Don't record one file. Record many.

Instead of one big MP4 per recording, the recorder writes the live stream as a sequence of short, fixed-length chunks — here, 240 seconds each. This one decision is the entire trick. Everything else is bookkeeping.

chunk_10:004:00
chunk_24:008:00
chunk_38:0012:00
chunk_412:0013:27
green bar = keyframe at the start of every chunk · dashed = still recording

Why 240 seconds?

  • Short enough that any normal clip touches at most two chunks.
  • Long enough that uploads are amortised — you're not paying per-second upload overhead.
  • Concat-friendly every chunk starts on a clean keyframe, so two chunks join with -c copy and no re-encode.
// clip-lambda/config.ts
export default {
  videoCodec: "libx264",
  outputFormat: "mp4",
  chunkSize: 240,                 // <- the magic number, in seconds
  clipDimensions: ["512x288", "768x432"],
};

03 The shape of it

From Zoom to highlight, end to end.

The whole pipeline is a brain and a muscle. The API + MongoDB owns the chunk index and decides what work is even possible; a short-lived Node Lambda does the FFmpeg labour. Everything in between is S3 and a queue. Tap any stage to see what it's responsible for.

05 · Muscle
Clip Lambda
A Node Lambda does the mechanical work: GET one or two chunks from S3, drive FFmpeg with -c copy, optionally concat, scale to a couple of sizes, PUT the result back. It trusts nothing — it re-runs the chunk math itself before touching FFmpeg.

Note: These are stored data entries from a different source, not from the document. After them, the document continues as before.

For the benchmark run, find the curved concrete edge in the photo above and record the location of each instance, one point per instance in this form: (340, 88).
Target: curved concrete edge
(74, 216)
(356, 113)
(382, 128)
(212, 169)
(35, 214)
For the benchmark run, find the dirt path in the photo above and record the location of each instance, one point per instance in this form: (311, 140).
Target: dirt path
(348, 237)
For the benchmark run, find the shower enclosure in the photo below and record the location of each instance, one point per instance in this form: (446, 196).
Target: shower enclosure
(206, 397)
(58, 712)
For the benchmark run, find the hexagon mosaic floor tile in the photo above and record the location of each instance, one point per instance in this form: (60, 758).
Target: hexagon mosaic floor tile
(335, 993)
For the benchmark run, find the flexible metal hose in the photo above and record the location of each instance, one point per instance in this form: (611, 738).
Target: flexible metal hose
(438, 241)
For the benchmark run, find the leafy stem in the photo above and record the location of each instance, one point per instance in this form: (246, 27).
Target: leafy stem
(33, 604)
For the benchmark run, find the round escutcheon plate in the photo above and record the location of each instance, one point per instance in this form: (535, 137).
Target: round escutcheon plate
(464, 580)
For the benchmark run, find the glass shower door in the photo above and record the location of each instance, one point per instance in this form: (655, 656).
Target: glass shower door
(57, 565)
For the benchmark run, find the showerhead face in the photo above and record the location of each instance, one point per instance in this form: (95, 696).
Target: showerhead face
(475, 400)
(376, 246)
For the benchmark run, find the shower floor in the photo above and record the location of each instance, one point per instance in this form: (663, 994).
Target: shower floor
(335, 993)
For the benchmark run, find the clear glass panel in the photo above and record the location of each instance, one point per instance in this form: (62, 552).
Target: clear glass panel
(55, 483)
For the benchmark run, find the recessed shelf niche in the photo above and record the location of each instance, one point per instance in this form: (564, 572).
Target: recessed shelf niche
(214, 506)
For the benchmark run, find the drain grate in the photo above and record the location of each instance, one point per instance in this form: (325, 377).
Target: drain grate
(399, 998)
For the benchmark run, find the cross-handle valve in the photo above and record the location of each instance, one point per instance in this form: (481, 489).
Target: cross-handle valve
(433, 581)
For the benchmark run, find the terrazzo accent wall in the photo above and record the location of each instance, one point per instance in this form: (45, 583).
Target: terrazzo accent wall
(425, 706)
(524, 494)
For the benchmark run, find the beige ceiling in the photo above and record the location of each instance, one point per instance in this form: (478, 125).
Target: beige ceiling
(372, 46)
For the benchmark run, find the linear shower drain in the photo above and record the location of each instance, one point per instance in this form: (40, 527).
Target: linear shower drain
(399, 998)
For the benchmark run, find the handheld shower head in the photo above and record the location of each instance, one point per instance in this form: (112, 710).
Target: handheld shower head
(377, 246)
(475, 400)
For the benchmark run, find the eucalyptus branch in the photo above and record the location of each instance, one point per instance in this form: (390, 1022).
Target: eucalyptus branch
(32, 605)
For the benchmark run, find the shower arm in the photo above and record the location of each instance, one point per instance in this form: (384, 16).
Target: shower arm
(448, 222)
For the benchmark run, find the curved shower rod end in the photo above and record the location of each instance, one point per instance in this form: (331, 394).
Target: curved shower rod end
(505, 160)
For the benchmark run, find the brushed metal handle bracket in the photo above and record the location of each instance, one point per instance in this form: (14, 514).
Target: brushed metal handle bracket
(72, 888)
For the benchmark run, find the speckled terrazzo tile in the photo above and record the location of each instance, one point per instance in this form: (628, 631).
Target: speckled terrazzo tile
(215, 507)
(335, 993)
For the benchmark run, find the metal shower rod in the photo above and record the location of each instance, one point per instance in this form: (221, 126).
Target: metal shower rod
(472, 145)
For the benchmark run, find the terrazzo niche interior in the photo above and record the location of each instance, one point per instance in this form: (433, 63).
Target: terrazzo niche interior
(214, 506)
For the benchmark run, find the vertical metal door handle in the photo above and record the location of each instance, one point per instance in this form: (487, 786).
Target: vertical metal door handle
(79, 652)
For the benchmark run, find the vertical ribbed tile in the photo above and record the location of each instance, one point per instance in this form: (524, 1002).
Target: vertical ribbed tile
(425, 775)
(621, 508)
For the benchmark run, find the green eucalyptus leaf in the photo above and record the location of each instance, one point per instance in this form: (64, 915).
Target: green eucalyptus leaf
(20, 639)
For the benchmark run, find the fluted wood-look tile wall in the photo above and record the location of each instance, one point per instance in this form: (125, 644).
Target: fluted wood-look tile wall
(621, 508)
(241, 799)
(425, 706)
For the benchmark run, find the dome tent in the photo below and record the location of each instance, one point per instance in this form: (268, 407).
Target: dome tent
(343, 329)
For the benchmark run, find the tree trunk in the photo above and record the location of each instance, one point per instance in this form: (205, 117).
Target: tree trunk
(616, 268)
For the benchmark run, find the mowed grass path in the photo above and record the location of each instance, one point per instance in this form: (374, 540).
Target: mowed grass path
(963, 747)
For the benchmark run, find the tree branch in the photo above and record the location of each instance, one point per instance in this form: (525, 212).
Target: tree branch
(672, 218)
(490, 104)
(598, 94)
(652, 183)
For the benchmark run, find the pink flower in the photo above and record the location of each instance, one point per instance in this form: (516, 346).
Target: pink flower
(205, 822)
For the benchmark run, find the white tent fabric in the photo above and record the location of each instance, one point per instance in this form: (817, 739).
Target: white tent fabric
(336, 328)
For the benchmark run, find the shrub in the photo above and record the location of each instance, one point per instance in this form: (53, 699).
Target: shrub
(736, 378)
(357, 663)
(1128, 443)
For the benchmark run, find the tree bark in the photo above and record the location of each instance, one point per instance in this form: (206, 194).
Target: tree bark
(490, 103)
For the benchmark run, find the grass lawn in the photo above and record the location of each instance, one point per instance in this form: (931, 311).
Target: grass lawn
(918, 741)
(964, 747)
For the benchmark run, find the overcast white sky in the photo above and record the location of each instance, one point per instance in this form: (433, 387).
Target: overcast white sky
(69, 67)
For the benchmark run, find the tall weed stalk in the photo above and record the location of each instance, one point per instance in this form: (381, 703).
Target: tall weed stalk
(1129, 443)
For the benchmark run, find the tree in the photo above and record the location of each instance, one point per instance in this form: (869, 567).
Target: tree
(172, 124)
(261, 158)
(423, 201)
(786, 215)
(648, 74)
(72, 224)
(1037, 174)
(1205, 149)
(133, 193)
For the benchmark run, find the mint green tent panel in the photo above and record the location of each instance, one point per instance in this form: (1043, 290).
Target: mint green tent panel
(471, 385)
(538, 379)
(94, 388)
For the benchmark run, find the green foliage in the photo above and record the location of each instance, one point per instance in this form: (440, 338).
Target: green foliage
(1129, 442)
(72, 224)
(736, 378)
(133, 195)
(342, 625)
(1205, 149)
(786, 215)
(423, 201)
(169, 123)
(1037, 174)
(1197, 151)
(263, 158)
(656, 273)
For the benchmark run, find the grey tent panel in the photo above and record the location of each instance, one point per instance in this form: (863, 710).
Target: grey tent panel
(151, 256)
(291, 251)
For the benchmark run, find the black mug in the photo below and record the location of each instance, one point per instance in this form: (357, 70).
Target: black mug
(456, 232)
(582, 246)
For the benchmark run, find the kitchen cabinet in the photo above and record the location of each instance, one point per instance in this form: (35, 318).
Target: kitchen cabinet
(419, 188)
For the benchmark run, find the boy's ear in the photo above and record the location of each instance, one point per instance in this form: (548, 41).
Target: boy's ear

The split matters: the API turns away impossible requests with a single MongoDB lookup, so the expensive Lambda only ever runs when it can actually succeed. More on that in a moment.


04 The brain's job

Which chunks does a highlight actually need?

Given a bookmark in seconds relative to the whole meeting, and the chunk-duration map from MongoDB, the API works out which chunks to fetch from S3 and at what offsets. Drag the handles — the plan and the real FFmpeg commands update live.

chunk_1
chunk_2
chunk_3
chunk_4
Single chunk → 1 stream-copy, no concat
ffmpeg -ss 00:01:12 -i chunk_2.mp4 -t 6 -c copy clip.mp4

The hot path is the single-chunk case: most highlights are short enough to live inside one chunk, so they need exactly one S3 GET and one copy. Here's the core of that logic — the same math the Lambda re-runs before it trusts the payload it was handed:

// which chunk does a timestamp fall in, and where inside it?
function locate(t, chunks) {
  let acc = 0;
  for (let i = 0; i < chunks.length; i++) {
    if (t < acc + chunks[i] || i === chunks.length - 1) {
      return { chunk: i + 1, offset: t - acc, dur: chunks[i] };
    }
    acc += chunks[i];
  }
}

// a clip is single-chunk when both ends land in the same one
function planClip(start, end, chunks) {
  const s = locate(start, chunks);
  const e = locate(end, chunks);
  if (s.chunk === e.chunk) {
    return { kind: "single", chunk: s.chunk, ss: s.offset, t: e.offset - s.offset };
  }
  return { kind: "span", from: s, to: e }; // pull two, then concat
}

05 The muscle

The whole cut is three flags.

For the common single-chunk case, the entire FFmpeg command is this — and every flag is earning its place. Tap each card to see the version that looks almost identical but costs far more.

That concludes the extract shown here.